The process has been a learning curve but a rewarding one. My book is finally going to be published! And other self-published authors are really helpful and supportive. The Goodreads community has encouraged me a lot through this process.

It’s good to hear that there’s support for authors who are making the leap into self-publishing. And now that you’ve gone through the process yourself, perhaps you can join that community to help support and mentor new authors.

My next question is about genre. What made you decide to write a dystopian book? Has there been any special challenges that go along with that genre?

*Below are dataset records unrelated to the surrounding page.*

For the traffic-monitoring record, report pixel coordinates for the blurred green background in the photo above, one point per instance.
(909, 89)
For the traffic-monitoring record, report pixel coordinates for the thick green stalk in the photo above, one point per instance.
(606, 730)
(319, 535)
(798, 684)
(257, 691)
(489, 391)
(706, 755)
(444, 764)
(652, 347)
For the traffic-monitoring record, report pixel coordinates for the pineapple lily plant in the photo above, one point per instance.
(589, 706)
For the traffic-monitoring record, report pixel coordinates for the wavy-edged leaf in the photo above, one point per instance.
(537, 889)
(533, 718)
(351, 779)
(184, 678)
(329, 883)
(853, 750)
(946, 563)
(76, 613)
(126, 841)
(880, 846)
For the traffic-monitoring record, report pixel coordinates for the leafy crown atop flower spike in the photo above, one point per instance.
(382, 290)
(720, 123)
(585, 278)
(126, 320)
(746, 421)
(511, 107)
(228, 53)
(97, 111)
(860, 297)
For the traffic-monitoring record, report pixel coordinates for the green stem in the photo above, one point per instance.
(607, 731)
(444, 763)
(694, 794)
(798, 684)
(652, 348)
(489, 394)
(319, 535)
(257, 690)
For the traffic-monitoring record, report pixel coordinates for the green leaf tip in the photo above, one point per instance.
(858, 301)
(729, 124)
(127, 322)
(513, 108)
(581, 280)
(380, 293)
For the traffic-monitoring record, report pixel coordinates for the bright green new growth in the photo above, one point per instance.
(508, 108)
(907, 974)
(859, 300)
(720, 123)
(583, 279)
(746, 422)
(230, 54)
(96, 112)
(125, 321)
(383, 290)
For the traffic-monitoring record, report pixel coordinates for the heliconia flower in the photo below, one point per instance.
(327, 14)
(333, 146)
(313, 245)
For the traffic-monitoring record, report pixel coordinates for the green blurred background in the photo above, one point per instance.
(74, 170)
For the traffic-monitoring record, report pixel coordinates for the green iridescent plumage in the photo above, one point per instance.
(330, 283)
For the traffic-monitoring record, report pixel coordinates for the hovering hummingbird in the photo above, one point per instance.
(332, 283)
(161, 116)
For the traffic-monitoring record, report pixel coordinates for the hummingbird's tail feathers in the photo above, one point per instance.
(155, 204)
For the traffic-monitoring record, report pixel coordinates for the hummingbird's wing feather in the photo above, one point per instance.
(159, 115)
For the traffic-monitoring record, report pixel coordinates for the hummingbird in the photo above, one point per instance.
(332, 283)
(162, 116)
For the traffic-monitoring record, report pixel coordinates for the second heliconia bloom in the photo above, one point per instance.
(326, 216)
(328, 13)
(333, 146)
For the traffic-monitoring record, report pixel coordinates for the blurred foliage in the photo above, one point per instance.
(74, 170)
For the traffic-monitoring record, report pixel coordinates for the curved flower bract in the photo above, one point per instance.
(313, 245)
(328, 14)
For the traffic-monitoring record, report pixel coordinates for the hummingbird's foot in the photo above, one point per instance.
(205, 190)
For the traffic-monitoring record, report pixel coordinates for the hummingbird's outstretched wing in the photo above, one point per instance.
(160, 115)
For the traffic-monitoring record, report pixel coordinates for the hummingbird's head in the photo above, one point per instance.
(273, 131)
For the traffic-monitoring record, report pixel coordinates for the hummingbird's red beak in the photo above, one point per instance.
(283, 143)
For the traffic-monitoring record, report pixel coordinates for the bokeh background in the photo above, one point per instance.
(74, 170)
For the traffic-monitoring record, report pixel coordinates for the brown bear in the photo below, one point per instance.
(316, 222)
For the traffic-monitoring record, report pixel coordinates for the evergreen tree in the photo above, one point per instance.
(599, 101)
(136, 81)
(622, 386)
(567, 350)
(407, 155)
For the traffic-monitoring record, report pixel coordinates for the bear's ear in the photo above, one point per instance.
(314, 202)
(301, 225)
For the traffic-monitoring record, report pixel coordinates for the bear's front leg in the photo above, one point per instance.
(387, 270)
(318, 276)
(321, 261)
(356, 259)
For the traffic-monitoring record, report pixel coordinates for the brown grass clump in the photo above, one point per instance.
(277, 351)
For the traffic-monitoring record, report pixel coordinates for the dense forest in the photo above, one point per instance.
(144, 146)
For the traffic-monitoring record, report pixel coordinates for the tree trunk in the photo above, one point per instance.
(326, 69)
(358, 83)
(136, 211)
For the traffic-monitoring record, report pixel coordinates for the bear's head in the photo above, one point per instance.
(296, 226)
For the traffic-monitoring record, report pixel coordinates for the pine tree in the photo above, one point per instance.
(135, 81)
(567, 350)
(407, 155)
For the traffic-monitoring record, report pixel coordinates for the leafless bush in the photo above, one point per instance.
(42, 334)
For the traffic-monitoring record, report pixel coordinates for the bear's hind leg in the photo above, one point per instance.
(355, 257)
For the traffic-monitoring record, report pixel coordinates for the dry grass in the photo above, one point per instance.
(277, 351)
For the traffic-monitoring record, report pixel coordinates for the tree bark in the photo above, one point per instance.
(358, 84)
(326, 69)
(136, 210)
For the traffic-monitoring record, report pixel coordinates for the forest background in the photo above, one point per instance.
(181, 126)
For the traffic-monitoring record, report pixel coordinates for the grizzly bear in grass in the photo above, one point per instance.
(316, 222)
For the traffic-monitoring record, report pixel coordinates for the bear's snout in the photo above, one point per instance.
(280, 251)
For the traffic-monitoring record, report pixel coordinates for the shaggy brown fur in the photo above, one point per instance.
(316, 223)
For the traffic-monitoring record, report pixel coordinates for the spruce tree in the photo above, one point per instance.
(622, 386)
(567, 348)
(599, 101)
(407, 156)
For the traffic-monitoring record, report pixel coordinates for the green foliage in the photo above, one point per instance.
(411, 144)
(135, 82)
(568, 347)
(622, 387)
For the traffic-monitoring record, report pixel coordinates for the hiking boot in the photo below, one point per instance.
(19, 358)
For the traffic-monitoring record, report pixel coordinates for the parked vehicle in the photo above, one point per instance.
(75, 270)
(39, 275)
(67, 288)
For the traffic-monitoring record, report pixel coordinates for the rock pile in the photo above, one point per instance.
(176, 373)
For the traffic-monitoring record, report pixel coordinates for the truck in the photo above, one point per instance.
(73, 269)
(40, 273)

Dystopian fiction is such a deep, thought-provoking genre. Many of the dystopian novels I’ve read dive really deep into the theme, creating a story that starts a discussion. I’d been wanting to write a book that could start a dialogue about how our culture has taken “tolerance” way too far, and dystopian was a perfect genre for that. I also wanted to write a dystopian story from a Biblical worldview with a sense of hope. Too many of them are depressing! 

One of the biggest challenges (for me) with writing dystopian fiction is that world building is so crucial, and world building has always been an area that I’ve struggled with. Dystopian is different from fantasy (the other genre I write) in that it’s speculative fiction, but the setting has to stay very true to the “real world”. It’s an interesting balance between “futuristic” and “realistic”, and a struggle for someone like me who already has to invest a lot of time into world building. I think working on Reintegration has helped me improve that, though! 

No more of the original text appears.